Something about their origin
The exact origin of the creation of the tamale is not known, but it is believed to come from the predominant cultures of Mexico that brought it to other lands and allowed its expansion throughout the continent.
Tamales were already described in Mexico by Fray Bernardino de Sahagún in General History of the Things of New Spain at the beginning of the sixteenth century.
There, it is mentioned that the tamale is not only food for common people, but is also desired by the nobles and priests in special fasting ceremonies.
Its easy method of preparation allowed for this and drove different peoples to exercise variations in preparation based on the products provided by their lands and culinary customs on each side. Although tamales are now found in almost all countries in America, in each of them their method of preparation, size, and ingredients used vary significantly.
In Guatemala, a wide variety of tamale styles are presented.

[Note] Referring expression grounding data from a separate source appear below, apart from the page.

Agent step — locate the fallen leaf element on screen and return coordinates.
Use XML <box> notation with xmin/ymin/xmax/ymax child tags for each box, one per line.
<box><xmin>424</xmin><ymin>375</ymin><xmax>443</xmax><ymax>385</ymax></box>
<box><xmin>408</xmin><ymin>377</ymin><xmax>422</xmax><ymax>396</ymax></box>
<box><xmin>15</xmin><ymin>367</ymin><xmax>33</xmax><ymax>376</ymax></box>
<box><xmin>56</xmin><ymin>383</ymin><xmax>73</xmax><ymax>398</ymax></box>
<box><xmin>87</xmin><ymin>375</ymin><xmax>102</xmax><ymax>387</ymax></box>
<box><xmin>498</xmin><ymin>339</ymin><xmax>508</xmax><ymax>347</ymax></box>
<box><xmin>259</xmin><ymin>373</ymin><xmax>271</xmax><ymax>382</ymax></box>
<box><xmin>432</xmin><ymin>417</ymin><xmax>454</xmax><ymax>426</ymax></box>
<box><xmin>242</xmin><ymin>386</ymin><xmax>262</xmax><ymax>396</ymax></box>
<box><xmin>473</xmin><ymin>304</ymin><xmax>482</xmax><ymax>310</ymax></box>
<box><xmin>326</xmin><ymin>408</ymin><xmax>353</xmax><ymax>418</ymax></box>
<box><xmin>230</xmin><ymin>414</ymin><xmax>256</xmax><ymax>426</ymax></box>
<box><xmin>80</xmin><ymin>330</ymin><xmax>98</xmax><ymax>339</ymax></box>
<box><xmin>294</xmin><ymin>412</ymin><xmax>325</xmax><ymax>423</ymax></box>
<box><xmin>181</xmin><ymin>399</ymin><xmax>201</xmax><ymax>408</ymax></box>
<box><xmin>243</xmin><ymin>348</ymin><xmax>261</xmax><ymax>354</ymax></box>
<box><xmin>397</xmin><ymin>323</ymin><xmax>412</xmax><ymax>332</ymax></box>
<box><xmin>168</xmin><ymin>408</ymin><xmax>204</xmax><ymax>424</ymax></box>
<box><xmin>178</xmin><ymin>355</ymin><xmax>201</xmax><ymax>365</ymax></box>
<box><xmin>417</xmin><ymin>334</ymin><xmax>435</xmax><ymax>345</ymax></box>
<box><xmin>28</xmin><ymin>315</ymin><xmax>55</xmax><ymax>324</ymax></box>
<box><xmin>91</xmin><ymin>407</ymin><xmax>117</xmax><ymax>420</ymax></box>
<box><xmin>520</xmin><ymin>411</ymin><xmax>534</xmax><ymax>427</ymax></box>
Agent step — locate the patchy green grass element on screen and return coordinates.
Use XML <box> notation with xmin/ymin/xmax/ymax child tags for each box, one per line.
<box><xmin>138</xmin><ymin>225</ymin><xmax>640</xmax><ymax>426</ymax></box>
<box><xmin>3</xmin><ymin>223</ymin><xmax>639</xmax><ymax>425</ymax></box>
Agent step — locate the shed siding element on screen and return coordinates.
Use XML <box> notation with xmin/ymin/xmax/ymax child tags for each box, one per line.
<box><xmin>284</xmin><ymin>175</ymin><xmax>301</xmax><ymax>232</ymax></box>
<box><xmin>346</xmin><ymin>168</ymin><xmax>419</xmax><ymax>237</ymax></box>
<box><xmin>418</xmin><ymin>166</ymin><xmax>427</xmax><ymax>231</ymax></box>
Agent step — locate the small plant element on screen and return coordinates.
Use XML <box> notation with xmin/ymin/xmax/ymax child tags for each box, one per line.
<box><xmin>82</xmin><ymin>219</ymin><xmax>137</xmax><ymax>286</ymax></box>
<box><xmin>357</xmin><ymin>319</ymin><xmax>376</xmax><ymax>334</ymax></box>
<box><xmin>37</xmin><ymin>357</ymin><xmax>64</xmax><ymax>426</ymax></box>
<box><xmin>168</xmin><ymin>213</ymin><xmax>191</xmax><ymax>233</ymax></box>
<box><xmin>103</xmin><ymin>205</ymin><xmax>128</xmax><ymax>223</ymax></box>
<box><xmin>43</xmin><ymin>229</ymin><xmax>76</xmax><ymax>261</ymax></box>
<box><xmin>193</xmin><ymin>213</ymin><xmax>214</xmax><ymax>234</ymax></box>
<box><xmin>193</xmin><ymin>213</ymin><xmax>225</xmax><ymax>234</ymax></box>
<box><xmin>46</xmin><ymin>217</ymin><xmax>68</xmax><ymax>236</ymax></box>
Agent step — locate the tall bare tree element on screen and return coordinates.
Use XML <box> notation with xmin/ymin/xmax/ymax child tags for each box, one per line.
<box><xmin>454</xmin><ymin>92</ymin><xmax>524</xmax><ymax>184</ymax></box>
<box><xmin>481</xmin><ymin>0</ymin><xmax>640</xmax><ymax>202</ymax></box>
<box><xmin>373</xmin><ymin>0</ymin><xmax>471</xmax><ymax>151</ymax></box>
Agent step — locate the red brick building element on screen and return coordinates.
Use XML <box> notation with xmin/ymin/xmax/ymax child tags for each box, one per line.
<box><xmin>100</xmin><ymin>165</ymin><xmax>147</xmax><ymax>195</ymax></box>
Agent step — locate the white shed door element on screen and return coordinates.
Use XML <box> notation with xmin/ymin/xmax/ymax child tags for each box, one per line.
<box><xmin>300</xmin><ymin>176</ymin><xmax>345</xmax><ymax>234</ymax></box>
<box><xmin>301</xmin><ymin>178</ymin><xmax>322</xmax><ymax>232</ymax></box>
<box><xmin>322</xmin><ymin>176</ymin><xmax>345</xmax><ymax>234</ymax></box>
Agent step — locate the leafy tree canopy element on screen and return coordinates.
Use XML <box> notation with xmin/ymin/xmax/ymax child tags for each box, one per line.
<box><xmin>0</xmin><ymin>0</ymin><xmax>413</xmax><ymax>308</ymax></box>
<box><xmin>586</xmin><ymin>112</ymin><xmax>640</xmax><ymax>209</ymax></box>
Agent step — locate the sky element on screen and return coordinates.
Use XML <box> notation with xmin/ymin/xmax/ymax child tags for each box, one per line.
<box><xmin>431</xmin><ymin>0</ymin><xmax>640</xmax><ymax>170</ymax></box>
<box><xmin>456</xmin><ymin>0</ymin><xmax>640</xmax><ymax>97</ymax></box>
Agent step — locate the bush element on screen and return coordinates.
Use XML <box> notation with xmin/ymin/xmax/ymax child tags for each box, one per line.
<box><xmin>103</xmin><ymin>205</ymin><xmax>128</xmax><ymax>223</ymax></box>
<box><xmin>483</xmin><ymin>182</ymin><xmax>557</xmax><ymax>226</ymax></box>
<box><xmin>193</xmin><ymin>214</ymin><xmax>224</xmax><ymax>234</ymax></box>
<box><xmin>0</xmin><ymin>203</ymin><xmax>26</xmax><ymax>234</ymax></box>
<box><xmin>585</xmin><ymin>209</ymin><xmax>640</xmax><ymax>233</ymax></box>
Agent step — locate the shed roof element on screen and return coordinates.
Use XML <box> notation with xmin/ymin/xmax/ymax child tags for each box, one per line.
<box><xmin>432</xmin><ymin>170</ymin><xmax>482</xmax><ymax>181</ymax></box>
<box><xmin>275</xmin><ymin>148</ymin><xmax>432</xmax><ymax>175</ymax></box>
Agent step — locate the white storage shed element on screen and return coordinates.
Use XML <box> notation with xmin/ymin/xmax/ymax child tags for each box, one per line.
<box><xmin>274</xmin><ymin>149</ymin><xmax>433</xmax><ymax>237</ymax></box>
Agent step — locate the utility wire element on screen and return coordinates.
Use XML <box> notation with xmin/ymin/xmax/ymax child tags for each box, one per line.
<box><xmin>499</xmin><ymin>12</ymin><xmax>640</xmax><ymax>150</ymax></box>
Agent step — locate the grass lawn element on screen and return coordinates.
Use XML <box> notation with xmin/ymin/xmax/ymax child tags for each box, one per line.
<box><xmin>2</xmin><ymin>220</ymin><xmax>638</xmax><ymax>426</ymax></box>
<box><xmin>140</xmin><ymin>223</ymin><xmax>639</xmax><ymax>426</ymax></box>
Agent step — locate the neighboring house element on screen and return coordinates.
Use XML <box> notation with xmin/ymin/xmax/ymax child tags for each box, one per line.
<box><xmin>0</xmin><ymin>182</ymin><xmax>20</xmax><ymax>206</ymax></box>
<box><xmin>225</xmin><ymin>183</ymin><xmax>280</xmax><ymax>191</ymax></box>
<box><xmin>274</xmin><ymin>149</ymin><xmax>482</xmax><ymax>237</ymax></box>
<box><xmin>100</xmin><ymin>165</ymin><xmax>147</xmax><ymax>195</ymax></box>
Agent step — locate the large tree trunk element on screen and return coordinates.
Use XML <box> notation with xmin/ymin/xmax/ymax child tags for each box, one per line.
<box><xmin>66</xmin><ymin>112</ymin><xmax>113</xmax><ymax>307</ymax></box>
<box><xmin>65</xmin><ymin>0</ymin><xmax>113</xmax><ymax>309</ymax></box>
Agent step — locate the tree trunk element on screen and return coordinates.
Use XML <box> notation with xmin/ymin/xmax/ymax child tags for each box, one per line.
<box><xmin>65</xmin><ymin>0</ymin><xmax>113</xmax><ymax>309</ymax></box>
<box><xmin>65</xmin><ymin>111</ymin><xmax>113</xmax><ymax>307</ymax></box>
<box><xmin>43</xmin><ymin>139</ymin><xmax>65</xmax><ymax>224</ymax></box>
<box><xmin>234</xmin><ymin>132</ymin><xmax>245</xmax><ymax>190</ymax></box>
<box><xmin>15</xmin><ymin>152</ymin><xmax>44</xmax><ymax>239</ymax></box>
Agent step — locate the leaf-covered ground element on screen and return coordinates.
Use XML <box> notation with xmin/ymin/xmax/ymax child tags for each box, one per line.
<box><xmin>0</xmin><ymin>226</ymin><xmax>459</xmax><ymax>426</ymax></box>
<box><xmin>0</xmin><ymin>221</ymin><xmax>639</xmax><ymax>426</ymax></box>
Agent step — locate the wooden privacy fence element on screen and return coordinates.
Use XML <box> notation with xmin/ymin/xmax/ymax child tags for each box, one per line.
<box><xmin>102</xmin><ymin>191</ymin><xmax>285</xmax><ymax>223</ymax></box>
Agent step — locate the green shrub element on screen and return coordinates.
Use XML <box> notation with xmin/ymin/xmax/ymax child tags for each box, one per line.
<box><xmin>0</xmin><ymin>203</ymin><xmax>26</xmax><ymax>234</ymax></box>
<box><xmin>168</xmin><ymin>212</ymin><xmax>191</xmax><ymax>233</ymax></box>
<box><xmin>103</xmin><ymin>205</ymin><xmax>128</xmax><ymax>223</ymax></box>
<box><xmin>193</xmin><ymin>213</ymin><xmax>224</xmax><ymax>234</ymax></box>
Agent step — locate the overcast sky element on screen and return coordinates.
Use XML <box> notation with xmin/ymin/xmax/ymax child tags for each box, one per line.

The most recognized are the colored tamale, black tamale, Chipilín tamalitos, Cambray tamalitos, chepes or tayuyos, travel tamalitos, corn tamalito, paches, and chuchitos.
The colored tamales
Colored tamales are among the most common and are made with a rice or corn dough topped with a special tomato sauce, a piece of meat - it can be beef, chicken, pork, duck, or turkey, a strip of bell pepper, and an olive.
It is wrapped in a salt leaf and then in a banana leaf. This dish is very typical in Saturday night gatherings in Guatemalan homes and a tradition on Christmas nights.
In the Western region of the country, they are generally prepared with rice or a mixture of rice and corn with pork or chicken.
The black ones
Another very popular recipe is that of black tamales, made with the same base as the colored ones but distinguished by their sweet flavor and dark color given by the coffee sauce.
They contain chocolate and are usually decorated with raisins, prunes, and almonds.
Cambray tamalitos are sweet bean tamalitos made of corn dough with raisins with an anise flavor. Part of the dough is colored with a red sauce and is accompanied by sour cream.
Chepes or tayuyos are made of a black bean filling shaped like a tortilla and the famous chuchitos are a spectacular delight of corn dough with dried cheese accompanied by a somewhat spicy tomato sauce and meat, all wrapped in tusa, which is the husk that covers the corn.
These are just some of the countless options of tamales presented by Guatemalan cuisine, which offers a rich variety of flavors, sizes, fillings, and accompaniments.